Meet the Arkansas State Senator Crusading for the Ten Commandments
An Arkansas state senator is on a crusade to bring the Ten Commandments to the state capitol grounds, and so far he’s succeeding.
State Sen. Jason Rapert started a GoFundMe page Feb. 17 to pay for a monument of the Ten Commandments, a decision sparked by the state passing a law last year saying it’s permissible to put the monument on capitol building property as long as it’s privately funded.
The page has raised nearly $23,000 for the Ten Commandments, surpassing their goal of $17,635. Rapert told TheDCNF the monument is scheduled to be ready April 1.
“The vast majority of people in Arkansas and around the country understand that the Ten Commandments contributed to the moral foundation of law in the United States,” Rapert told TheDCNF. “We raised all the funds needed for the initial monument costs in just 12 days.”
But the effort is not without opposition. The activist atheist group, the American Humanist Association (AHA), have publicly warned that if the project continues, they may file a lawsuit.
“Let the record be clear that the American Humanist Association decries any attempt to ‘govern based on Biblical principles’ as being both theocratic and unconstitutional,” the group wrote in a letter to Rapert. “By pursuing this project you are inviting litigation that will come at the expense Arkansas taxpayers, all for the purpose of promoting your personal religious beliefs.”
The Ten Commandments Monument Act, passed by the state in April 2015, says “placing of a monument to the Ten Commandments on the grounds of the Arkansas State Capitol would help the people of the United States and of the State of Arkansas to know the Ten Commandments as the moral foundation of the law.”

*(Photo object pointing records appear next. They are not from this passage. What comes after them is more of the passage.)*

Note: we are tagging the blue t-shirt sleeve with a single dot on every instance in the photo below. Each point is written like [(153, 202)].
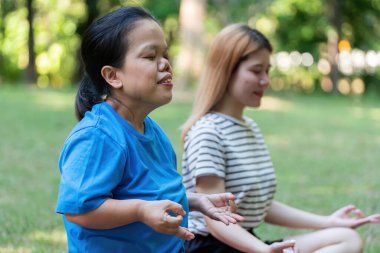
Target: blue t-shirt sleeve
[(91, 166)]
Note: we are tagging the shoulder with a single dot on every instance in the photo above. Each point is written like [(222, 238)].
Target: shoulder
[(98, 126), (209, 125)]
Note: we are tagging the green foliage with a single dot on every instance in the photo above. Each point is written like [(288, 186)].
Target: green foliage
[(291, 25), (322, 161)]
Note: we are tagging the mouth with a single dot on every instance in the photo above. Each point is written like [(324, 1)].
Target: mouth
[(166, 80)]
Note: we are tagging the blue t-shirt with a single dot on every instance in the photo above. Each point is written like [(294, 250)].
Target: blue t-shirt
[(105, 157)]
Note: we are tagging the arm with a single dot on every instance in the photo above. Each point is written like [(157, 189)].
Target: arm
[(114, 213), (234, 235), (220, 207), (283, 215)]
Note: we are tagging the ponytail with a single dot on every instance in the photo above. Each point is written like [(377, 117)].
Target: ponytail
[(105, 42), (87, 96)]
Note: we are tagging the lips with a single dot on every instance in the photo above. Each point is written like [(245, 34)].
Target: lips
[(166, 80)]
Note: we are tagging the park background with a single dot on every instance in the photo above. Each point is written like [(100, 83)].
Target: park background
[(320, 117)]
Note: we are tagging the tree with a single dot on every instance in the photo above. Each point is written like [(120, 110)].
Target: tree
[(30, 74), (190, 58)]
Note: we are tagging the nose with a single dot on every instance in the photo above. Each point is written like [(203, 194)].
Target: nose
[(164, 65), (264, 81)]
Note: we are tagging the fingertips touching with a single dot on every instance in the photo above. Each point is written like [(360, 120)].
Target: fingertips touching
[(185, 234)]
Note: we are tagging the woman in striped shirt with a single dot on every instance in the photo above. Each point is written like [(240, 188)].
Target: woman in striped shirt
[(225, 151)]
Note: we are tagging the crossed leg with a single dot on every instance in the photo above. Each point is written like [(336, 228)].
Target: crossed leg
[(330, 240)]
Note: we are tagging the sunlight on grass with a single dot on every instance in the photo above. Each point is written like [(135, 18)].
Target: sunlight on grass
[(360, 112), (15, 250), (49, 237), (54, 100), (275, 104), (374, 113)]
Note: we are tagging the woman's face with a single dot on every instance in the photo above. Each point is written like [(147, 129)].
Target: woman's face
[(146, 74), (250, 79)]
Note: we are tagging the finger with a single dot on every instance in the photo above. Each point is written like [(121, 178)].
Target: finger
[(358, 213), (348, 208), (172, 221), (283, 245), (232, 206), (374, 218), (184, 233), (175, 207)]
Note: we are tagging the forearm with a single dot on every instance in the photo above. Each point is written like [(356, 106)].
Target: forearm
[(112, 213), (283, 215), (236, 237), (193, 199)]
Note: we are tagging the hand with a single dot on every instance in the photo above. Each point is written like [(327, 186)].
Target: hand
[(343, 217), (284, 247), (156, 215), (219, 207)]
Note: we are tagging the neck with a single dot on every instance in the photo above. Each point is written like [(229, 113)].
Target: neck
[(126, 113), (229, 107)]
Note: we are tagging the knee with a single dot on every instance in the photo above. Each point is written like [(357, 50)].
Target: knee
[(353, 240)]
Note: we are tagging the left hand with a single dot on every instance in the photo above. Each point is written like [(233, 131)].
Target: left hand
[(220, 206), (343, 217)]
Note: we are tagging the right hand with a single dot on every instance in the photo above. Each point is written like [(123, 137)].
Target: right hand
[(283, 247), (156, 215)]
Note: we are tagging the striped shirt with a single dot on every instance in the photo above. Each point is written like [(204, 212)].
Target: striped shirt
[(222, 146)]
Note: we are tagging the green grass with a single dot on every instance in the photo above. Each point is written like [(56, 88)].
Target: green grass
[(325, 151)]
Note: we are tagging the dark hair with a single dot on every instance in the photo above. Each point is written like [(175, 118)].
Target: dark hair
[(105, 42)]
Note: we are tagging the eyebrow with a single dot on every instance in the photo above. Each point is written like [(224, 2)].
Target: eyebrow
[(154, 47)]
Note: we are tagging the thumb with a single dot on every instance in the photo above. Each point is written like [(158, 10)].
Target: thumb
[(175, 208), (283, 245), (184, 234)]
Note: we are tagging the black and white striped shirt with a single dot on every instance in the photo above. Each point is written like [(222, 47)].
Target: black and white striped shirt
[(222, 146)]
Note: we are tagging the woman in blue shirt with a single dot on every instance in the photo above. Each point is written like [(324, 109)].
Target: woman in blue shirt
[(119, 189)]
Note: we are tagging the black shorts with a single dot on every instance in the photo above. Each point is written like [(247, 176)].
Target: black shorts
[(209, 244)]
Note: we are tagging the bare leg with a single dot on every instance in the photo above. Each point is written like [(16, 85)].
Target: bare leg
[(330, 240)]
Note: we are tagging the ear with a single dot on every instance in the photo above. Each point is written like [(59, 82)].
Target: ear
[(109, 74)]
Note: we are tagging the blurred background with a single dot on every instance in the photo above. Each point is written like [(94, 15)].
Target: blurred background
[(320, 117), (329, 46)]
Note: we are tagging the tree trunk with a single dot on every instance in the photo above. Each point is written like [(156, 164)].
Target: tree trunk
[(92, 14), (189, 62), (31, 74), (335, 17)]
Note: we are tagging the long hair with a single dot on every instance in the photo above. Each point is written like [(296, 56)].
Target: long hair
[(229, 48), (105, 42)]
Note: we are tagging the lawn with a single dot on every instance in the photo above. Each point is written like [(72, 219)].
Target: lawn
[(325, 151)]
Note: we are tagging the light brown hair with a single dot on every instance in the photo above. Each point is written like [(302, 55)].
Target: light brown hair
[(230, 47)]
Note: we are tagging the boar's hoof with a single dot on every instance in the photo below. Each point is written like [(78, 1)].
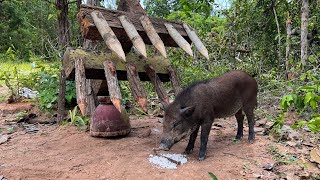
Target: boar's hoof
[(202, 158), (188, 151), (163, 147)]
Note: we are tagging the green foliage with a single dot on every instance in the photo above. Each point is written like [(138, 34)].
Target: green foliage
[(76, 120), (305, 99), (41, 77)]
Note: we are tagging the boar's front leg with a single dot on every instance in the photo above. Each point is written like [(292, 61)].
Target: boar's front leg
[(205, 131), (239, 117), (192, 140)]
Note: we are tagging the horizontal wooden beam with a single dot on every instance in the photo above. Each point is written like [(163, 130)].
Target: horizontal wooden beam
[(94, 69), (90, 31)]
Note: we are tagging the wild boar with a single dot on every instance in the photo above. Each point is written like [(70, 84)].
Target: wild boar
[(198, 105)]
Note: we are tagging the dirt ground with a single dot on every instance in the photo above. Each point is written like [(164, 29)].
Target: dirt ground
[(65, 152)]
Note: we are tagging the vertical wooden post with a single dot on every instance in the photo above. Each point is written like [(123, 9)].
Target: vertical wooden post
[(62, 93), (138, 92), (80, 79), (175, 81), (113, 85), (158, 86)]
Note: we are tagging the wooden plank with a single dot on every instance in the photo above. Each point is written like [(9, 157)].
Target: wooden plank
[(107, 34), (175, 81), (90, 31), (93, 62), (179, 39), (80, 79), (113, 84), (136, 87), (153, 36), (158, 85), (133, 35), (196, 41)]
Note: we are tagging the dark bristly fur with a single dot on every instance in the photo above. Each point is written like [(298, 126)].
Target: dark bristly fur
[(199, 104)]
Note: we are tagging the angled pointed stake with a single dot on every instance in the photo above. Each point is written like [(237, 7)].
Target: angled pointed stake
[(179, 39), (107, 34), (153, 35), (133, 35), (196, 40)]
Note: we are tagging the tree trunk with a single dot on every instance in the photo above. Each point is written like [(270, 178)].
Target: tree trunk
[(279, 35), (64, 40), (288, 44), (87, 43), (63, 23), (304, 31)]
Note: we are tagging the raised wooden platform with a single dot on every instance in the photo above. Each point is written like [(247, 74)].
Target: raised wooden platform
[(90, 31), (94, 69)]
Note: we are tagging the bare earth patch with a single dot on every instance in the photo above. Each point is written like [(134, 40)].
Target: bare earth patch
[(64, 152)]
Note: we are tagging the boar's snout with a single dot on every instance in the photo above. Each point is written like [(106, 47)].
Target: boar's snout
[(166, 144)]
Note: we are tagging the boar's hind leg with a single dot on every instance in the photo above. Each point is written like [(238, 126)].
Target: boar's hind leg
[(192, 140), (239, 117), (205, 131), (250, 116)]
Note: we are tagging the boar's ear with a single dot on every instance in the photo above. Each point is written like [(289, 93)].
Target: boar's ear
[(187, 111), (165, 106)]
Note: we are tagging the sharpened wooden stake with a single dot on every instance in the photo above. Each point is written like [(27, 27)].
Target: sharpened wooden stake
[(80, 78), (158, 85), (133, 35), (197, 42), (136, 87), (113, 85), (153, 35), (107, 34), (179, 39)]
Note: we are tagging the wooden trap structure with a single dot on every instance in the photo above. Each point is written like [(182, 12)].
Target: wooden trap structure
[(98, 73)]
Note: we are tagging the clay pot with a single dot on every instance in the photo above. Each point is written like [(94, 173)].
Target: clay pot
[(107, 121)]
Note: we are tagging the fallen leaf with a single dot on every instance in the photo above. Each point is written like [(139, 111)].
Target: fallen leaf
[(3, 138), (315, 155), (268, 166)]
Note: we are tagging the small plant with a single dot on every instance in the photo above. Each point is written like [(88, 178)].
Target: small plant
[(77, 120), (305, 99)]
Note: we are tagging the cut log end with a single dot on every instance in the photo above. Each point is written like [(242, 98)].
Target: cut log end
[(82, 106), (117, 103), (143, 103)]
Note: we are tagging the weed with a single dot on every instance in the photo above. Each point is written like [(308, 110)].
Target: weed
[(77, 120), (281, 157)]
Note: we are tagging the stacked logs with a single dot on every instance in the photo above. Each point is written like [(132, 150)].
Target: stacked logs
[(120, 30)]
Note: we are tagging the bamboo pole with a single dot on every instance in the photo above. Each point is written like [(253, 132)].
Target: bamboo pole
[(179, 39), (133, 35), (113, 85), (153, 35), (107, 34), (136, 87), (80, 79), (196, 41)]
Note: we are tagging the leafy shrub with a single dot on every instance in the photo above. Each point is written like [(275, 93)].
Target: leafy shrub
[(305, 98)]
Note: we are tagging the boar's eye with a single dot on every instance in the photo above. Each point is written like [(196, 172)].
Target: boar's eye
[(175, 124), (187, 111)]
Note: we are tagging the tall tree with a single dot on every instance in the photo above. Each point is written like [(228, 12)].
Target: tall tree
[(304, 31), (63, 23)]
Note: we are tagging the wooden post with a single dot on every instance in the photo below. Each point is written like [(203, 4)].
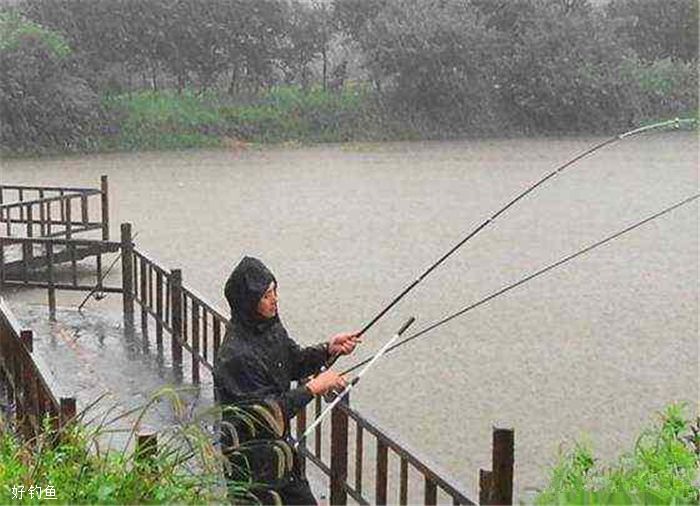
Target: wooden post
[(301, 428), (403, 482), (27, 338), (317, 431), (68, 410), (146, 450), (503, 457), (195, 342), (430, 492), (359, 451), (30, 221), (159, 310), (42, 215), (143, 292), (485, 482), (83, 210), (52, 289), (381, 479), (69, 218), (104, 188), (30, 233), (176, 316), (339, 455), (127, 248), (2, 264)]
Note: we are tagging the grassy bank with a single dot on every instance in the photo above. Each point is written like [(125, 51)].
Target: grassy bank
[(662, 468), (171, 120), (76, 468)]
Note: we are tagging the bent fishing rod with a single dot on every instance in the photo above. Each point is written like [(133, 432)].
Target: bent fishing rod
[(524, 280), (355, 380), (656, 126)]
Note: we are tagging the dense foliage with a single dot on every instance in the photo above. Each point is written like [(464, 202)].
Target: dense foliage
[(78, 465), (663, 468), (427, 68), (43, 101)]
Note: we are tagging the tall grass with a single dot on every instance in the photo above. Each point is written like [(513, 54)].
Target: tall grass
[(662, 468), (186, 467), (167, 119)]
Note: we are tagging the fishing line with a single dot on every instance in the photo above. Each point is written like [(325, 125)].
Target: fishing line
[(507, 288), (671, 123)]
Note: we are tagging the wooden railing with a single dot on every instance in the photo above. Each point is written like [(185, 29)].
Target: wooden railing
[(495, 487), (37, 265), (27, 388), (52, 211), (197, 327)]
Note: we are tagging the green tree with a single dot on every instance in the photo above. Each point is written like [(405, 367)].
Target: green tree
[(44, 103), (658, 29)]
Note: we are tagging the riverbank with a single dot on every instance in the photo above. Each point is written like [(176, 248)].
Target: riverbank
[(170, 120)]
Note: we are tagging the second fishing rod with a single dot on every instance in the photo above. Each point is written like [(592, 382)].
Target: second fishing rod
[(676, 123)]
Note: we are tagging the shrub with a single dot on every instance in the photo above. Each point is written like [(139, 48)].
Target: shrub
[(662, 469), (185, 468), (44, 104)]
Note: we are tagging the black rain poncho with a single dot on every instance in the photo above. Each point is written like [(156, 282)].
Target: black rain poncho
[(257, 360)]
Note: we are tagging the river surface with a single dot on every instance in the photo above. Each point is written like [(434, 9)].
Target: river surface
[(590, 350)]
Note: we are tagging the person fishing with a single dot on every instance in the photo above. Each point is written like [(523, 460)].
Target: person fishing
[(253, 371)]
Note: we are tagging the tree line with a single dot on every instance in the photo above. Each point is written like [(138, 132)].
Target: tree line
[(446, 66)]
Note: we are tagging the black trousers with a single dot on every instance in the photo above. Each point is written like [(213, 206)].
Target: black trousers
[(297, 492)]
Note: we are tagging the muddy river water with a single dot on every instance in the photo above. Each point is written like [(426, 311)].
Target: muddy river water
[(591, 350)]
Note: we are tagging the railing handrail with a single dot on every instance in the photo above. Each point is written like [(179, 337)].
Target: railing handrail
[(200, 300), (43, 200), (44, 188), (54, 240), (421, 463), (12, 324), (9, 321)]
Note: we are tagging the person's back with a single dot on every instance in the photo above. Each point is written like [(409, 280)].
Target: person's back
[(253, 371)]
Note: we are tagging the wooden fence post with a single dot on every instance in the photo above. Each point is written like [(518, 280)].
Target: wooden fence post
[(104, 189), (339, 455), (68, 410), (52, 288), (503, 457), (301, 428), (127, 248), (485, 487), (27, 338), (176, 316), (146, 450), (496, 486)]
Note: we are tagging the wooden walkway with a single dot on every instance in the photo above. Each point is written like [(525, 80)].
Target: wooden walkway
[(175, 339)]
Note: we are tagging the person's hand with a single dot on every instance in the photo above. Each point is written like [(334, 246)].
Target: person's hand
[(343, 344), (326, 382)]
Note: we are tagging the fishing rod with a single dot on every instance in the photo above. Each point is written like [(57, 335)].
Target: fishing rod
[(355, 380), (507, 288), (664, 124)]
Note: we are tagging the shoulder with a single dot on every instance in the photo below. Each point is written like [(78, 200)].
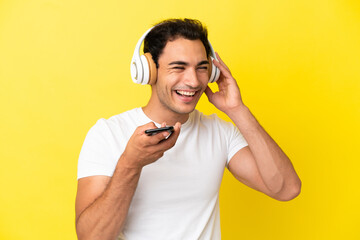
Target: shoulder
[(212, 119)]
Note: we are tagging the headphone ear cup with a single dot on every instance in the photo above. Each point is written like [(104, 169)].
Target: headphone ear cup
[(152, 68)]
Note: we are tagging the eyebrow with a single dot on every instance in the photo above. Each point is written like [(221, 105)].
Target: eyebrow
[(186, 64)]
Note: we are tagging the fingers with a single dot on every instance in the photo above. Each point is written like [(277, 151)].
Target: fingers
[(209, 93), (222, 66)]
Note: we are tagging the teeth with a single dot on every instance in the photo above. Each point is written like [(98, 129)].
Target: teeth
[(186, 93)]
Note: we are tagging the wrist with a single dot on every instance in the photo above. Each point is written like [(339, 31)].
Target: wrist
[(128, 164), (237, 111)]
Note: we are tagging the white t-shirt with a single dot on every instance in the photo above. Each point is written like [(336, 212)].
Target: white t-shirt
[(177, 196)]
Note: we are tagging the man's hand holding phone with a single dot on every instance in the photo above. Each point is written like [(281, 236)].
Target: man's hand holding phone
[(148, 143)]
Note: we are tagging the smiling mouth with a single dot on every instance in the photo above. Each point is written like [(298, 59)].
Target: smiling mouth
[(185, 93)]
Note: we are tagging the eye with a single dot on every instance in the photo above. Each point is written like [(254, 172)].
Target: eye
[(178, 67)]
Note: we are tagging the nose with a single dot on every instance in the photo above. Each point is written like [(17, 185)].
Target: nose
[(191, 79)]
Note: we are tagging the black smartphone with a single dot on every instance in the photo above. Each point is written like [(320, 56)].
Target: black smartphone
[(154, 131)]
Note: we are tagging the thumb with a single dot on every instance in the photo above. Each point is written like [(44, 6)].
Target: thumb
[(209, 93)]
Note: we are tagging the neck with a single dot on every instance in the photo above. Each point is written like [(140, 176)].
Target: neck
[(160, 114)]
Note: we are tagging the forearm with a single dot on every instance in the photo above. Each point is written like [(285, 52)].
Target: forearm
[(105, 217), (274, 166)]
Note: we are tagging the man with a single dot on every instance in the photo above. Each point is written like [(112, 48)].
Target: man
[(138, 186)]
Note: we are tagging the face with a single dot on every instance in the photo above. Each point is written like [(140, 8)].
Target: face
[(182, 75)]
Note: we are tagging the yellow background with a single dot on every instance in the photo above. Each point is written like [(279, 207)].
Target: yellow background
[(64, 64)]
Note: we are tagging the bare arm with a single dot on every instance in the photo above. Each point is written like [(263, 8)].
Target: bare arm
[(262, 165), (102, 203)]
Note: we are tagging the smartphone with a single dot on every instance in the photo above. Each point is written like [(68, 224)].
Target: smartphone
[(154, 131)]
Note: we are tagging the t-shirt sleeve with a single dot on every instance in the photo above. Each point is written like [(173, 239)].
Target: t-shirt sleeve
[(97, 154), (236, 141)]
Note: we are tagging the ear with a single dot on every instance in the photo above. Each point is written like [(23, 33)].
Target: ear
[(152, 69)]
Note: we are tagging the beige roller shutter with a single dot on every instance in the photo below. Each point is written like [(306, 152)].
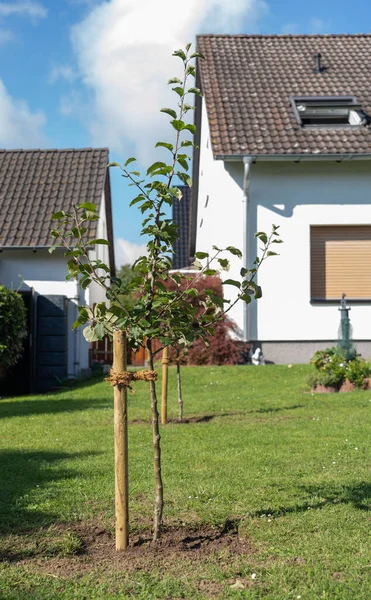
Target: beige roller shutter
[(341, 262)]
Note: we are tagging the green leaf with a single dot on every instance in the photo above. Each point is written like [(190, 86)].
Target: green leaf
[(155, 166), (262, 236), (177, 124), (180, 53), (197, 55), (99, 241), (201, 255), (232, 282), (183, 162), (190, 70), (191, 128), (187, 107), (88, 206), (196, 91), (185, 178), (234, 251), (258, 292), (169, 111), (246, 298), (224, 263), (179, 91), (165, 145)]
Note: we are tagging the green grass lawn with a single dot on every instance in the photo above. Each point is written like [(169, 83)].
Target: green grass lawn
[(287, 470)]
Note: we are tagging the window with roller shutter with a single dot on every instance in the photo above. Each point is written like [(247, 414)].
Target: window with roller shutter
[(341, 262)]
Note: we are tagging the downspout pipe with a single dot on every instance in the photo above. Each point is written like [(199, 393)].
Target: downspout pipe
[(246, 252)]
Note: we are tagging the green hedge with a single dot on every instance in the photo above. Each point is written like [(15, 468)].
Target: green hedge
[(12, 328)]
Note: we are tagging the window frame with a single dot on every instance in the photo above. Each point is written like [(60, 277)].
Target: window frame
[(347, 100), (332, 300)]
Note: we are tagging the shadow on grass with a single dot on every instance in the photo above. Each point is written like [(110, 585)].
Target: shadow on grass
[(38, 405), (24, 475), (357, 495), (276, 409)]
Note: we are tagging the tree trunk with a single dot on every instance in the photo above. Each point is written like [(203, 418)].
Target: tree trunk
[(121, 445), (159, 497), (180, 399), (165, 362)]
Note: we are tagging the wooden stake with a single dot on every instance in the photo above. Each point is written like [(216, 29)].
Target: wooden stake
[(165, 362), (121, 445)]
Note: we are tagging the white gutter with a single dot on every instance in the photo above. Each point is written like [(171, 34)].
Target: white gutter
[(246, 255), (294, 157)]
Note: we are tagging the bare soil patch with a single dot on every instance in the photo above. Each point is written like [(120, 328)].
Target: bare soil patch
[(97, 550)]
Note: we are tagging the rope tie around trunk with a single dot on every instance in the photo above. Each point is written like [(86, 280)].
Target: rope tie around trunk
[(124, 378)]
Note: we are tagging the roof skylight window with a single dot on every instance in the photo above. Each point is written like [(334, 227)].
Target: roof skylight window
[(328, 112)]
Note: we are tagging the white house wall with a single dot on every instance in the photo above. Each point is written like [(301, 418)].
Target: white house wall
[(220, 210), (101, 251), (296, 196), (293, 196)]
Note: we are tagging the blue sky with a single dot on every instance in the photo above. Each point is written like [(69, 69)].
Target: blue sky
[(78, 73)]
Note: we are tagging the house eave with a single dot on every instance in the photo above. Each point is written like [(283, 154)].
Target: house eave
[(293, 157), (33, 248)]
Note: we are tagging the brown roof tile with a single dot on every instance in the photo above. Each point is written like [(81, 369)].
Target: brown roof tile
[(34, 184), (248, 80)]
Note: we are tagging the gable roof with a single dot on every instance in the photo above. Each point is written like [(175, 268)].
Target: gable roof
[(248, 81), (181, 215), (34, 184)]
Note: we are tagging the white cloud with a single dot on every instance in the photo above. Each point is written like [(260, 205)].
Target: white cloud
[(19, 126), (123, 49), (127, 252), (27, 8)]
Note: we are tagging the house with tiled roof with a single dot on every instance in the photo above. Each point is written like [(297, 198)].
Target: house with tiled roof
[(284, 137), (34, 184)]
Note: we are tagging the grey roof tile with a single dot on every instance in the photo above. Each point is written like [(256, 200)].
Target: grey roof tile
[(248, 80), (34, 184)]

The law also says, “the placement of the monument under this section shall not be construed to mean that the State of Arkansas favors any particular religion or denomination over others.”
The AHA says the monument would violate the Establishment Clause and the First Amendment. Oklahoma’s Supreme Court ruled last year that a Ten Commandments monument must be removed from state capitol property. While proponents of the Arkansas monument point to the U.S. Supreme Court case Van Orden v. Perry, where the Supreme Court ruled that a Texas Ten Commandments display was constitutional. The Supreme Court ruled that same year in a Kentucky Ten Commandments case that the monument was unconstitutional. Texas’s monument was acceptable to the court because it had more historical value that gave it a secular purpose.
Rapert told TheDCNF that citing the Kentucky case is “cherry picking” cases that are “not relevant to our situation in Arkansas.”
“The United States Supreme Court has a sculpture on the east front of the Ten Commandments,” he continued. “The two doors leading into the U.S. Supreme Court chamber have the Ten Commandments engraved on the bottom of each door. When you enter the Supreme Court chamber, Moses and the Ten Commandments are looking out from above the head of the Chief Justice into the chamber. It is ridiculous to even say that the Ten Commandments should not be displayed as the moral foundation of law.”
The AHA has a history of suing public officials and local governments over perceived religious endorsements.
“Many people in Arkansas have already expressed concern about the Ten Commandments monument and its excessive state entanglement with religion,” David Niose, legal director of the American Humanist Association, said in a statement. “We urge Sen. Rapert to stop this project and turn his attention to the practical, real-world needs of all of his constituents, both religious and nonreligious.”
Despite the lawsuit threats, Rapert is standing firm.
“The majority of feedback I have received is all positive,” Rapert told TheDCNF. “The people of America are tired of having our history whitewashed of our traditional values and principles.”